Re: horrendous file bloating when using Flac 1.3.3 binaries from Rarewares

Reply #21
Here's a pull request that should fix this problem:

https://github.com/xiph/flac/pull/251
New compiles below use the above although the changes are not yet incorporated into the git-master. Therefore, I am making them available here for testing but will not update Rarewares until this becomes 'official'.

www.rarewares.org/files/lossless/flac-v1.3.3-b358381-mod-x64.zip

www.rarewares.org/files/lossless/flac-v1.3.3-b358381-mod-x86.zip
 :)

Re: horrendous file bloating when using Flac 1.3.3 binaries from Rarewares

Reply #22
All of the data is compressed music. Iĺl try to explain, but it is a bit technical.
And it was so good an explanation that even a layman like me could understand.
Thank you!
Listen to the music, not the media it's on.
União e reconstrução

Re: horrendous file bloating when using Flac 1.3.3 binaries from Rarewares

Reply #23
All of the data is compressed music. Iĺl try to explain, but it is a bit technical.

You explained it nicely - I think I understood where the problem is.
Error 404; signature server not available.
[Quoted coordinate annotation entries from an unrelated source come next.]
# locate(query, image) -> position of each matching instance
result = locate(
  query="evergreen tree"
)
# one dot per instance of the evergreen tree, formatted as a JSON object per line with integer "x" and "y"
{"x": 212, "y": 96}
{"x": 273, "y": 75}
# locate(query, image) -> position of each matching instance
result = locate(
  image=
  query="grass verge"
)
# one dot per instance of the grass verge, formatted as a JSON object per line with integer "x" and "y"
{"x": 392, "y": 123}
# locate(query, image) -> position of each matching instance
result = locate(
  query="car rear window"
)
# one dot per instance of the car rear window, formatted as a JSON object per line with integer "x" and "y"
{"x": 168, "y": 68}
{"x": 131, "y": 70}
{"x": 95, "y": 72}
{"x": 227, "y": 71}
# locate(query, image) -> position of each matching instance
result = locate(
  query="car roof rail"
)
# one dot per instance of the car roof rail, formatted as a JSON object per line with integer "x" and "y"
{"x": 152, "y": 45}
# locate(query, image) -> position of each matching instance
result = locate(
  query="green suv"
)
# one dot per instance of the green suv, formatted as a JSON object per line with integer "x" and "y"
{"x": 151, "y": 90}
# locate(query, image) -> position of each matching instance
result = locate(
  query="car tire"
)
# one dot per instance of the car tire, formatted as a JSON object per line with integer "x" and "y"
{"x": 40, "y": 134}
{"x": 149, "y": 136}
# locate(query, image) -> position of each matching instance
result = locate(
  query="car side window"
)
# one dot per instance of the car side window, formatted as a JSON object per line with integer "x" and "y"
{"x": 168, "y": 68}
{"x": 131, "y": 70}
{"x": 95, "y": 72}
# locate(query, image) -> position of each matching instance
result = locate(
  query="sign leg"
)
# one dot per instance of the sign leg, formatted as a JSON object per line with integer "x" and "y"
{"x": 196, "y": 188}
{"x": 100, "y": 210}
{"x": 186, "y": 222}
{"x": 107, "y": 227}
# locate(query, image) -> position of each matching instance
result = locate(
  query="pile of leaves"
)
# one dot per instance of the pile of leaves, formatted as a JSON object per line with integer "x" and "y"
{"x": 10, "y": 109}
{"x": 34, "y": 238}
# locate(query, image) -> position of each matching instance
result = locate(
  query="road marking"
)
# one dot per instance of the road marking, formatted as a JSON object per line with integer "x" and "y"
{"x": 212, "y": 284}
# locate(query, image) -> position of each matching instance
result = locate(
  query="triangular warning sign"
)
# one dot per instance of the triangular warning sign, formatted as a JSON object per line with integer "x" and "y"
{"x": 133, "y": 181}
Re: horrendous file bloating when using Flac 1.3.3 binaries from Rarewares

Reply #24
Hi all,

As said before, I've already sent a patch for this issue here: https://github.com/xiph/flac/pull/251

However, that fixes the overflow triggered. I've now sent in a patch to fix the root cause: https://github.com/xiph/flac/pull/252

In short: I explained in post #20 that sometimes FLAC chooses the wrong rice parameter, which causes enormous file bloat. Because of an overflow, the FLAC encoder actually thinks that the resulting very large frame is the smallest possible. This overflow should be fixed in PR 251, the first patch. This second patch, PR 252, makes FLAC not choose the wrong rice parameter anymore, fixing the root cause.
Music: sounds arranged such that they construct feelings.